La Banque des États-Unis est cependant l'objet de grandes haines. Ses directeurs se sont prononcés contre le président, et on les accuse, non sans vraisemblance, d'avoir abusé de leur influence pour entraver son élection. Le président attaque donc l'institution que ces derniers représentent avec toute l'ardeur d'une inimitié personnelle. Ce qui a encouragé le président à poursuivre ainsi sa vengeance, c'est qu'il se sent appuyé sur les instincts secrets de la majorité.
La Banque forme le grand lien monétaire de l'Union comme le congrès en est le grand lien législatif, et les mêmes passions qui tendent à rendre les États indépendants du pouvoir central tendent à la destruction de la Banque.

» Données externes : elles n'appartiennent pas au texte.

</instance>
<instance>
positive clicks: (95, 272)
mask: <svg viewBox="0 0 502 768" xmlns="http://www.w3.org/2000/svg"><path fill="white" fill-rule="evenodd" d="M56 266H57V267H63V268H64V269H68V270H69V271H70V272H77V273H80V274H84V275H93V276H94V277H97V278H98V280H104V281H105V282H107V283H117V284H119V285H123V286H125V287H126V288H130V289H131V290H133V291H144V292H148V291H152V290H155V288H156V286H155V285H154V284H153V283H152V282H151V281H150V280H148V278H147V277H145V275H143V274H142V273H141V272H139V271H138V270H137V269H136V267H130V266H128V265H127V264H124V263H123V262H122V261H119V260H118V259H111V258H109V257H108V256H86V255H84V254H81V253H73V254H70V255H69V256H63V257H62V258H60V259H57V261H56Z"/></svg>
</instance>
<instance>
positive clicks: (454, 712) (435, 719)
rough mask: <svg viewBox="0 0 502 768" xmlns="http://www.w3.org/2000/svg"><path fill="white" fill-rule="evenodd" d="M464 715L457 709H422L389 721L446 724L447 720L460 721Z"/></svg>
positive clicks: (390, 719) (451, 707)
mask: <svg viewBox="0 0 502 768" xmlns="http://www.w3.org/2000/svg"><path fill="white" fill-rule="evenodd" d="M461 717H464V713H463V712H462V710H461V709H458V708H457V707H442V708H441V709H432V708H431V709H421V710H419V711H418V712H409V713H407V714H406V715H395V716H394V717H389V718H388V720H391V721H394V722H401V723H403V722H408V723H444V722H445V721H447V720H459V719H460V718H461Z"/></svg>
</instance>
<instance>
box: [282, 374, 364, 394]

La Banque des États-Unis possède toujours en ses mains un grand nombre de billets appartenant aux banques provinciales; elle peut chaque jour obliger ces dernières à rembourser leurs billets en espèces. Pour elle au contraire un pareil danger n'est point à craindre; la grandeur de ses ressources disponibles lui permet de faire face à toutes les exigences. Menacées ainsi dans leur existence, les banques provinciales sont forcées d'user de retenue, et de ne mettre dans la circulation qu'un nombre de billets proportionné à leur capital. Les banques provinciales ne souffrent qu'avec impatience ce contrôle salutaire. Les journaux qui leur sont vendus, et le président que son intérêt a rendu leur organe, attaquent donc la Banque avec une sorte de fureur. Ils soulèvent contre elle les passions locales et l'aveugle instinct démocratique du pays. Suivant eux, les directeurs de la Banque forment un corps aristocratique et permanent dont l'influence ne peut manquer de se faire sentir dans le gouvernement, et doit altérer tôt ou tard les principes d'égalité sur lesquels repose la société américaine.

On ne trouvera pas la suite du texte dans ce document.